Gilles Erb, Global Scientific Director, Integrated Molecular Medicine at Roche, gave an overview of how to target more patients and improve patient outcomes in precision medicine by targeting therapies based on genomic profiling. Erb suggested that integrating data from multiple sources is key for advancing healthcare systems and ensuring better patient care. The healthcare community must provide equity; every patient should have access to diagnostics and treatment care plans.
Erb proposed that offering patients molecular-guided therapies based on genomic profiling is a key benefit for patients. Between 2019 and 2021, the number of biomarker-guided therapies approved in the US and Europe increased. However, in non-small cell lung cancer, the most advanced indication for molecular-guided therapy, there is a significant drop-off in patient access to therapy. From a sample of 1,000 patients only 356 get access to therapy due to issues in the diagnostic path. Challenges in the diagnostic path include tissue availability and the need for alternative options like liquid biopsy to ensure comprehensive testing. Erb explained that genomic profiling is hard without a suitable biopsy.
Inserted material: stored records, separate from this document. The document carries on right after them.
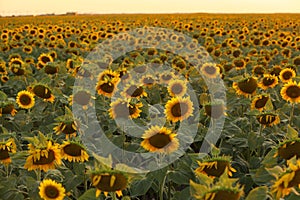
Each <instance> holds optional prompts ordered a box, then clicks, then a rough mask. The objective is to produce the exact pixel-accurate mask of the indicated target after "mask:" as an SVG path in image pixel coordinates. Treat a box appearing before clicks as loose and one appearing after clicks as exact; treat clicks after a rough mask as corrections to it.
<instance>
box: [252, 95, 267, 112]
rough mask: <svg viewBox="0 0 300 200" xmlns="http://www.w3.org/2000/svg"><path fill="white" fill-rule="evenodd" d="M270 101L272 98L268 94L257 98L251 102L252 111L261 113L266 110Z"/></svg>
mask: <svg viewBox="0 0 300 200" xmlns="http://www.w3.org/2000/svg"><path fill="white" fill-rule="evenodd" d="M269 99H270V97H269V95H267V94H261V95H257V96H255V97H254V98H253V99H252V102H251V109H252V110H255V109H256V110H259V111H262V110H264V109H265V106H266V104H267V102H268V100H269Z"/></svg>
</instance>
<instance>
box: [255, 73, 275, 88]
mask: <svg viewBox="0 0 300 200" xmlns="http://www.w3.org/2000/svg"><path fill="white" fill-rule="evenodd" d="M277 84H278V78H277V76H275V75H271V74H264V77H263V78H262V80H261V81H260V83H259V84H258V87H260V88H261V89H263V90H267V89H268V88H274V87H275V86H276V85H277Z"/></svg>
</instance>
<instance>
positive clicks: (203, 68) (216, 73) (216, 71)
mask: <svg viewBox="0 0 300 200" xmlns="http://www.w3.org/2000/svg"><path fill="white" fill-rule="evenodd" d="M200 70H201V73H202V74H203V75H204V76H205V77H207V78H212V79H213V78H217V77H218V76H220V68H219V67H217V66H216V64H214V63H205V64H204V65H203V66H202V67H201V69H200Z"/></svg>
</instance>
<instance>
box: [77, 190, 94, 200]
mask: <svg viewBox="0 0 300 200" xmlns="http://www.w3.org/2000/svg"><path fill="white" fill-rule="evenodd" d="M96 199H99V198H96V188H91V189H89V190H87V191H86V192H85V193H84V194H83V195H81V196H80V197H79V198H78V200H96Z"/></svg>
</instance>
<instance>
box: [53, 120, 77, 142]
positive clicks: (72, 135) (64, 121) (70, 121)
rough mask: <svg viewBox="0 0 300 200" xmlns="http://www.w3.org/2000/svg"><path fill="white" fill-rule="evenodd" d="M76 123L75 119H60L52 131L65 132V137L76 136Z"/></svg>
mask: <svg viewBox="0 0 300 200" xmlns="http://www.w3.org/2000/svg"><path fill="white" fill-rule="evenodd" d="M77 129H78V125H77V122H76V121H75V120H68V121H61V122H59V123H57V126H55V127H54V128H53V130H54V132H55V133H56V134H57V135H58V134H65V136H66V139H69V138H72V137H76V135H77Z"/></svg>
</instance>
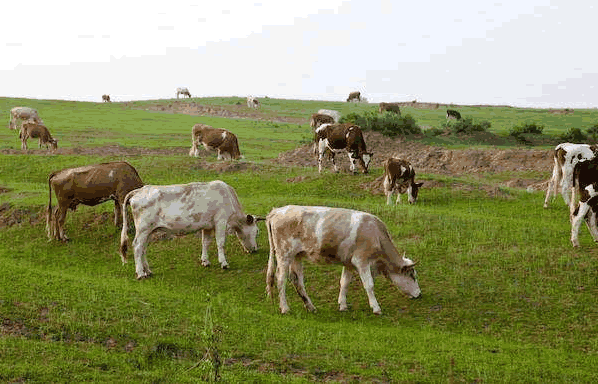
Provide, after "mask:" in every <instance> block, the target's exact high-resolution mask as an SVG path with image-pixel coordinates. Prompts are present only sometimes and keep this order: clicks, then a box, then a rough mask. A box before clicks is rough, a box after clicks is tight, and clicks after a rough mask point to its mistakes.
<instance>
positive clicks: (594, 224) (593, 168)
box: [571, 157, 598, 247]
mask: <svg viewBox="0 0 598 384" xmlns="http://www.w3.org/2000/svg"><path fill="white" fill-rule="evenodd" d="M573 189H574V190H575V193H576V194H577V195H579V203H578V204H577V207H576V208H575V209H573V210H572V212H571V244H573V246H574V247H579V238H578V237H579V227H580V226H581V221H582V220H584V219H585V221H586V225H587V227H588V229H589V230H590V234H591V235H592V237H593V238H594V241H595V242H598V227H597V226H596V218H597V217H596V213H597V212H598V157H593V158H591V159H589V160H581V161H579V162H577V164H575V166H574V168H573ZM572 205H573V202H572Z"/></svg>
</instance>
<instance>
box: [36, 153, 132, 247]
mask: <svg viewBox="0 0 598 384" xmlns="http://www.w3.org/2000/svg"><path fill="white" fill-rule="evenodd" d="M140 187H143V181H141V178H140V177H139V174H138V173H137V170H136V169H135V168H133V166H132V165H130V164H129V163H127V162H124V161H115V162H112V163H102V164H95V165H87V166H84V167H78V168H68V169H63V170H62V171H57V172H52V173H51V174H50V175H49V176H48V188H49V193H50V200H49V202H48V211H47V216H46V229H47V231H48V238H49V239H50V240H52V239H56V240H62V241H68V238H67V237H66V235H65V234H64V221H65V219H66V213H67V210H68V209H71V210H73V211H74V210H76V209H77V205H79V204H83V205H88V206H94V205H98V204H100V203H103V202H105V201H107V200H114V224H115V225H117V226H119V225H120V224H121V221H122V213H121V206H122V204H123V202H124V200H125V196H126V195H127V193H129V192H130V191H132V190H134V189H137V188H140ZM52 189H54V193H55V194H56V200H57V202H58V203H57V204H58V206H57V207H56V209H55V210H54V211H53V212H52Z"/></svg>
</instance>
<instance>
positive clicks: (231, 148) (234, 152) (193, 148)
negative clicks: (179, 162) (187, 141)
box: [189, 124, 241, 160]
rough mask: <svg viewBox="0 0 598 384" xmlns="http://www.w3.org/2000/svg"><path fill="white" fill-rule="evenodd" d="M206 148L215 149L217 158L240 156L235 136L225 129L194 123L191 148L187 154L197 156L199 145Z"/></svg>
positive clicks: (203, 124)
mask: <svg viewBox="0 0 598 384" xmlns="http://www.w3.org/2000/svg"><path fill="white" fill-rule="evenodd" d="M200 144H203V146H204V147H205V148H206V149H207V150H216V151H217V152H218V160H223V159H224V157H225V156H226V157H229V158H230V159H231V160H237V159H240V158H241V152H240V151H239V142H238V141H237V136H235V135H234V134H233V133H231V132H229V131H227V130H226V129H221V128H213V127H211V126H209V125H206V124H195V125H194V126H193V130H192V132H191V150H190V151H189V156H195V157H199V145H200Z"/></svg>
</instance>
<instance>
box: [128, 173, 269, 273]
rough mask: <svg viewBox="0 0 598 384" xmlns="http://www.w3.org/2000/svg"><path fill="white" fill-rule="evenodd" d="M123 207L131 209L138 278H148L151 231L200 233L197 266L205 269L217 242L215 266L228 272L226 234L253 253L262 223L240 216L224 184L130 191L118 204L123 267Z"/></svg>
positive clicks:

To overcome the tissue shortage, Erb suggested that a complementary approach to biopsies is a potential way forward: liquid biopsies are minimally invasive procedures that complement tissue biopsies by providing additional insights and improving the diagnostic process. A recent publication showed that combining liquid and tissue profiling identified actionable targets in over 65% of patients. Furthermore, the key advantage of liquid biopsies is that one can draw blood at nearly every stage of the patient journey including the progress of the disease and relapse of the disease. This helps physicians monitor disease progression and informs their treatment decisions for the patients.
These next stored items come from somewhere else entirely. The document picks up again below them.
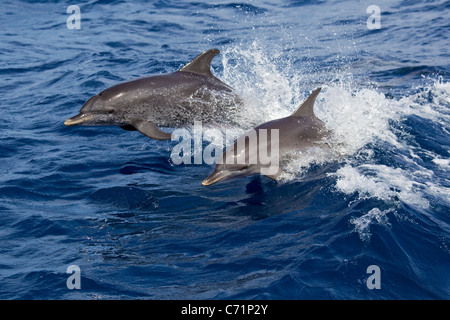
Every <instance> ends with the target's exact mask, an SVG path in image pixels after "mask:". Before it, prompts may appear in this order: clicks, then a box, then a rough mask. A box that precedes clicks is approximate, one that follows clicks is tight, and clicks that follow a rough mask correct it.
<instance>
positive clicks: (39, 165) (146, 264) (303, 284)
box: [0, 0, 450, 299]
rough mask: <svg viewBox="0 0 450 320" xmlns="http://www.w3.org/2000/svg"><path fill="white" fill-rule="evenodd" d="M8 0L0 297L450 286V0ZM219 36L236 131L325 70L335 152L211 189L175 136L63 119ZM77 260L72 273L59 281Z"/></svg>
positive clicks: (4, 115) (415, 298) (147, 293)
mask: <svg viewBox="0 0 450 320" xmlns="http://www.w3.org/2000/svg"><path fill="white" fill-rule="evenodd" d="M70 5H78V6H79V8H80V11H81V24H80V29H69V28H68V27H67V24H66V22H67V19H68V18H69V17H70V14H68V13H67V12H66V10H67V7H68V6H70ZM370 5H376V6H378V8H379V9H380V16H379V17H380V20H379V22H380V28H379V29H370V28H369V27H368V23H367V21H368V19H370V17H371V15H372V14H373V13H372V12H371V11H369V13H367V8H368V7H369V6H370ZM1 8H2V9H1V10H0V30H1V31H0V42H1V46H0V88H1V94H0V110H1V115H2V121H0V164H1V168H2V170H1V171H0V298H2V299H136V298H139V299H141V298H143V299H449V298H450V276H449V269H450V249H449V248H450V239H449V235H450V233H449V231H450V219H449V205H450V201H449V198H450V197H449V196H450V174H449V169H450V154H449V152H450V139H449V130H450V129H449V124H450V108H449V107H450V82H449V79H450V54H449V49H448V43H449V33H448V30H449V21H450V5H449V3H448V1H439V0H432V1H416V0H406V1H399V0H398V1H385V0H377V1H356V2H355V1H347V0H343V1H275V0H273V1H271V0H266V1H239V2H227V1H205V2H202V1H193V2H191V1H172V0H165V1H129V2H128V1H121V0H90V1H78V2H76V3H74V2H72V1H57V0H52V1H50V0H49V1H45V0H40V1H31V0H29V1H12V0H6V1H2V6H1ZM370 21H372V20H370ZM210 48H218V49H220V50H221V54H220V55H219V56H217V57H216V58H215V59H214V60H213V63H212V69H213V73H214V74H215V75H216V76H217V77H218V78H220V79H222V80H223V81H224V82H226V83H228V84H229V85H230V86H232V87H233V88H235V89H236V90H237V91H238V92H239V93H240V94H241V95H242V97H243V98H244V100H245V102H246V103H245V107H244V110H242V119H241V120H240V121H241V124H242V127H245V124H246V123H262V122H265V121H268V120H271V119H276V118H280V117H282V116H285V115H288V114H289V113H290V112H292V111H293V110H295V108H296V107H297V106H298V104H299V103H300V102H301V101H302V100H303V99H304V98H305V97H306V96H307V95H308V93H310V92H311V91H312V90H314V89H315V88H317V87H319V86H321V87H322V88H323V89H322V92H321V93H320V95H319V97H318V100H317V102H316V113H317V115H318V117H319V118H321V119H322V120H323V121H324V122H325V124H326V126H327V127H328V128H329V129H331V130H333V133H334V135H333V145H334V146H333V151H334V153H335V157H332V158H317V157H314V156H311V155H304V156H302V157H300V158H299V159H296V160H294V161H292V162H291V163H290V165H289V168H288V169H289V170H290V172H291V173H292V176H291V178H290V179H287V180H285V181H282V182H274V181H272V180H270V179H268V178H266V177H260V176H253V177H246V178H241V179H236V180H230V181H226V182H222V183H218V184H216V185H213V186H210V187H207V188H206V187H202V185H201V181H202V180H203V179H204V178H205V177H207V176H208V175H209V174H210V173H211V172H212V170H213V167H212V166H211V165H207V164H202V165H194V164H192V165H174V164H173V163H172V162H171V160H170V153H171V149H172V148H173V146H174V145H175V144H176V142H171V141H154V140H150V139H148V138H146V137H145V136H143V135H141V134H139V133H137V132H127V131H123V130H121V129H120V128H117V127H70V128H69V127H65V126H64V124H63V123H64V120H65V119H67V118H68V117H70V116H73V115H75V114H76V113H78V111H79V109H80V108H81V106H82V105H83V103H84V102H85V101H86V100H87V99H88V98H89V97H90V96H92V95H94V94H96V93H98V92H99V91H101V90H103V89H105V88H107V87H109V86H111V85H114V84H117V83H120V82H122V81H126V80H131V79H134V78H138V77H143V76H147V75H150V74H158V73H168V72H173V71H175V70H177V69H178V68H180V67H181V66H183V65H184V64H185V63H187V62H189V61H190V59H192V58H193V57H195V56H196V55H197V54H199V53H200V52H202V51H204V50H207V49H210ZM235 129H236V130H239V129H240V128H235ZM70 265H77V266H79V268H80V275H81V280H80V283H81V289H73V290H69V289H68V287H67V285H66V280H67V279H68V277H69V276H70V274H68V273H66V270H67V268H68V266H70ZM372 265H375V266H378V267H379V270H380V272H379V273H378V275H379V276H380V277H379V278H378V280H379V283H380V288H379V289H376V288H375V289H370V288H369V287H368V286H367V282H368V281H367V280H368V279H369V277H370V276H371V273H368V272H367V269H368V267H369V266H372ZM369 282H370V281H369Z"/></svg>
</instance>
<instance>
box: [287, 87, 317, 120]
mask: <svg viewBox="0 0 450 320" xmlns="http://www.w3.org/2000/svg"><path fill="white" fill-rule="evenodd" d="M320 90H322V88H318V89H316V90H315V91H314V92H313V93H311V94H310V95H309V97H308V98H306V100H305V101H304V102H303V103H302V104H301V105H300V107H298V108H297V110H295V111H294V113H293V114H292V115H291V117H311V118H312V117H315V116H316V115H315V114H314V102H315V101H316V98H317V95H318V94H319V92H320Z"/></svg>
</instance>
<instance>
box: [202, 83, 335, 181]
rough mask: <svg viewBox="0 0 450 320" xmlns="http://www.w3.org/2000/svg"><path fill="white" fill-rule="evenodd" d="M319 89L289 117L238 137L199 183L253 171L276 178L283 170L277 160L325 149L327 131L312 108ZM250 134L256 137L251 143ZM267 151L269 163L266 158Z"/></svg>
mask: <svg viewBox="0 0 450 320" xmlns="http://www.w3.org/2000/svg"><path fill="white" fill-rule="evenodd" d="M320 90H321V88H318V89H316V90H315V91H314V92H313V93H312V94H311V95H310V96H309V97H308V98H307V99H306V100H305V101H304V102H303V103H302V104H301V105H300V106H299V107H298V108H297V110H295V111H294V113H292V114H291V115H290V116H288V117H285V118H281V119H276V120H272V121H269V122H266V123H263V124H261V125H259V126H257V127H256V128H254V129H252V130H250V131H249V132H247V133H245V134H243V135H241V136H240V137H238V138H237V139H236V140H235V142H234V144H233V145H231V146H230V147H228V148H227V149H226V150H225V152H224V153H223V154H222V156H221V158H219V160H218V161H217V163H216V167H215V170H214V172H213V173H212V174H211V175H210V176H209V177H207V178H206V179H205V180H203V182H202V185H204V186H209V185H212V184H214V183H216V182H218V181H222V180H226V179H230V178H235V177H242V176H249V175H253V174H264V175H266V176H268V177H269V178H272V179H274V180H276V179H277V178H279V177H280V175H281V174H283V172H284V171H283V170H282V169H281V168H280V167H279V163H280V161H283V160H287V159H288V158H289V155H290V154H291V153H292V152H296V151H305V152H306V151H307V150H308V149H311V148H316V147H319V148H323V149H329V146H328V144H327V143H326V138H327V137H329V136H330V131H329V130H328V129H327V128H326V127H325V124H324V123H323V122H322V121H321V120H320V119H319V118H317V117H316V115H315V114H314V110H313V108H314V102H315V100H316V97H317V95H318V94H319V92H320ZM252 136H253V137H256V139H253V142H252ZM269 150H270V153H271V154H270V158H271V160H270V163H269V162H268V161H267V157H268V154H269ZM262 151H264V153H262ZM262 155H264V156H265V158H263V157H262ZM263 159H264V161H263ZM252 160H253V161H252ZM273 162H275V165H273Z"/></svg>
The tumour fraction refers to the percentage of circulating tumour DNA in blood and improves the reliability of liquid biopsy results. Adding tumour fractions to liquid biopsy parameters enhances their accuracy. According to Erb a high tumour fraction correlates with high concordance (92%) between tissue and liquid biopsy results, giving researchers more confidence in their results. Therefore, tumour fraction is a critical parameter for interpreting liquid biopsies.
Overall, this combined strategy can improve diagnostic accuracy and help optimise patient management. With it forecasted that liquid biopsies will become more integrated into the patient journey, it is expected that this will contribute to ensuring timely access to molecular-guided therapies. Erb concluded with the following statement: “We need to think about the patient, what makes sense for each single patient, and we need to assess every patient accordingly to what the option are for these patients.”